Не без разницы ли, подумала Парамонова, но в слух ничего не сказала, уселась на массажный стол и стала наблюдать как паренек по имени Джамал, продолжал закапываться во весь этот мусор.
- О, табеля, - радостно проговорил он, найдя пачку незаполненных ученических табелей и тут же сунул за пояс, - пригодятся.
- Ты ж вроде ключ хотел искать?..
Ближе к основанию кучи стало попадаться больше фото и каких-то непонятных газет, точнее вырезок из них.
- А ты в курсе, что наш интернат был сдан в эксплуатацию осенью 1970-го года и первые его обитатели были дети-сироты с нарушениями в опорно-двигательной системе, ДЦП, короче. Первый же директор был этот странноватый тип.
Джамал развернул к Парамоновой фотографию мужчины в очках, чертами лица чем-то напоминающего Чикатило.
- Ну тут ещё..., тудым-сюдым, деревья были большими, точнее их вообще не было, так необычно выглядит местность, ч/б, все дела, и первая октябрятская линейка во дворе школы.
- Что ты там бубнишь?! - не выдержала девушка - ты решил искать ключ, так ищи его, а не ройся в макулатуре!
- Это история. Кстати, ты видела фильм Тинто Брасса "Ключ"?
- Нет.
- Очень зря - прикольно. Если б видела не стала бы мне на мозги капать, а помогла разобраться в своеобразном архиве, почти секретном.
Улыбка посетила уста молодого человека. Анна потупила взгляд.
- Так ты решил что ли его вовсе не искать?
Джамал её не слушал.
- А это что ещё за хрень? - он повертел в руках аккуратно вырезанный из газеты лоскут - статью, - "Только на пять!".
Какое-то время внимательного чтения установилась полнейшая тишина.
- Короче, говорится о каком-то пацане - Солдафонове Марате, который все три класса начальной школы учился исключительно на оценку пять, т.е. - отлично.
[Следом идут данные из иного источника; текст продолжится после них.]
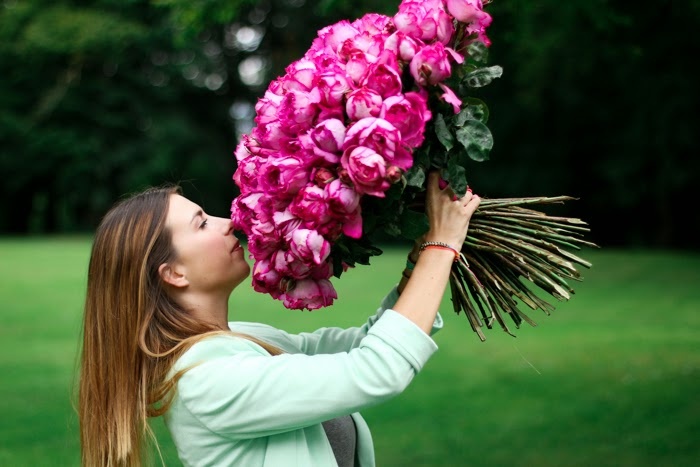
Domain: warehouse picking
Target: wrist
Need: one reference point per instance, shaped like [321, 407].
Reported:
[443, 246]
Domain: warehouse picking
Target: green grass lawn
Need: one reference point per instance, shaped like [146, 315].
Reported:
[610, 379]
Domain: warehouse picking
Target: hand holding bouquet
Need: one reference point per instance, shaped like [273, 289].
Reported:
[340, 152]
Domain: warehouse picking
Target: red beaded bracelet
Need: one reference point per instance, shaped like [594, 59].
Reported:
[440, 246]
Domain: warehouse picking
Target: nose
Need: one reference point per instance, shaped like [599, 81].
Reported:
[226, 225]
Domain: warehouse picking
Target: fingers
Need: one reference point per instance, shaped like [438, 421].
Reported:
[434, 182]
[472, 204]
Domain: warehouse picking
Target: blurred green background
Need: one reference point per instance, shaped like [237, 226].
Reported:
[597, 101]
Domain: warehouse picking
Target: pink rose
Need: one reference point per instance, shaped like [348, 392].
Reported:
[282, 176]
[333, 86]
[373, 23]
[331, 37]
[310, 204]
[300, 76]
[246, 174]
[263, 239]
[404, 46]
[286, 222]
[322, 271]
[266, 279]
[266, 108]
[431, 65]
[342, 199]
[289, 265]
[309, 246]
[408, 113]
[366, 169]
[380, 136]
[309, 294]
[425, 20]
[322, 176]
[298, 111]
[329, 135]
[356, 66]
[363, 102]
[383, 78]
[244, 209]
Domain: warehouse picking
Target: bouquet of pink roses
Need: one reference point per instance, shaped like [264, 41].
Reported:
[340, 152]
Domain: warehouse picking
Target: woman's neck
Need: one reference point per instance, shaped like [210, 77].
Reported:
[207, 307]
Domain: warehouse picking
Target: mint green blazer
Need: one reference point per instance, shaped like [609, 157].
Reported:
[241, 407]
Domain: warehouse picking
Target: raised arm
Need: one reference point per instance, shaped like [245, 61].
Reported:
[422, 292]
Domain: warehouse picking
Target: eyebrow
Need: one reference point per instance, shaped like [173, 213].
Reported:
[199, 213]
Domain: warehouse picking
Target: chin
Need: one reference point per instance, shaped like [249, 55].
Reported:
[242, 273]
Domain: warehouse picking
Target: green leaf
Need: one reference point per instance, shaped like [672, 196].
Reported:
[413, 224]
[482, 76]
[476, 139]
[475, 109]
[415, 177]
[456, 174]
[443, 133]
[478, 52]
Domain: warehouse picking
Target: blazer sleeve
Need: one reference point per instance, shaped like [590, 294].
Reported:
[238, 391]
[333, 339]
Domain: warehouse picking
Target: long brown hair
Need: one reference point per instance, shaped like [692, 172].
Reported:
[133, 331]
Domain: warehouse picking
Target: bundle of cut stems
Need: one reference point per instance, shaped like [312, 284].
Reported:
[506, 242]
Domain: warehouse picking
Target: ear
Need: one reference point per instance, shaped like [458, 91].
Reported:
[172, 275]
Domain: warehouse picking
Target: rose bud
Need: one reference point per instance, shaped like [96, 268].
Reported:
[393, 174]
[323, 176]
[344, 176]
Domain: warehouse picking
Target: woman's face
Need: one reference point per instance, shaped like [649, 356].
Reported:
[207, 252]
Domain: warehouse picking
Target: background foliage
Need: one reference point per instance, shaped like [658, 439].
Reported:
[100, 98]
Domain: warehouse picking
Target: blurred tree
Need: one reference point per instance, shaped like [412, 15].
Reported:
[102, 97]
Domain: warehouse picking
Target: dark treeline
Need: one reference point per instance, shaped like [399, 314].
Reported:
[101, 98]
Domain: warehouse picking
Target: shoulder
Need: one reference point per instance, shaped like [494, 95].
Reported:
[214, 347]
[267, 333]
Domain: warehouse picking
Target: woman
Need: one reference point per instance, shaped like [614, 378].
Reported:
[157, 341]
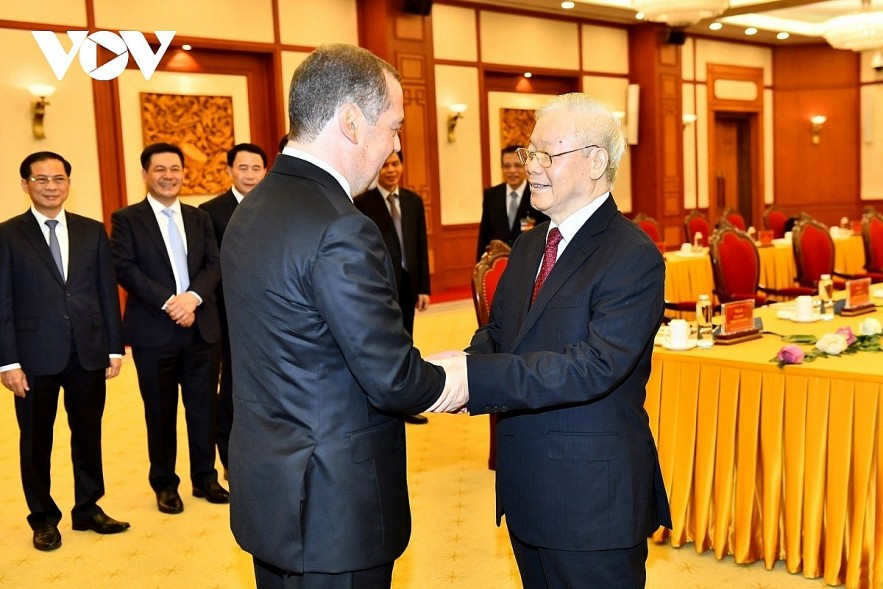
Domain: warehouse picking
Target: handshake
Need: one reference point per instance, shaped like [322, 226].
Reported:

Посещал все культмассовые мероприятия, везде засветился, всюду первый.
Анна мгновенно отреагировала:
- Да мне это абсолютно безынтересно! Ты что ещё не понял!
- Потерпи минуточку, тебе сочетания имени и фамилии ни о чём не говорит?
- Нет.
- А мне... - он поглядел куда-то на потолок, перевел взгляд с потолка на корявенькую лепнину, покрывающую стены комнаты, - а мне, - повторил Джамал, - что-то давно забытое, будто и не со мной происходившее, при чем, в далеком-предалеком детстве, где грани яви размыты, точно так же как грани сна.
На пол полетел клочок газетной бумаги. Вновь установилось равновесие, вновь послышалось молчание, лишь сосредоточенное шуршание печатным материалом, который кто-то, когда-то отобрал по совершенно непонятному принципу.
- О, ещё о нём же. Статья называется: "И даже к танцу пламенная страсть". Каково название, а? Абсурд периода постперестроечной эпохи.
Джамал тут же протянул Ане вырезку. Ничего особенного: в городском ДК проходил конкурс бальных танцев, принимало участие n-нное количество пар, победители - тот самый Марат Солдафонов, и рядом с ним, на отпечатанном почти черном, газетном снимке (светились только лица - малость одутловатое мальчика и тонкое, маленькое, еле различимое - девичье), Варя Вахрамеева.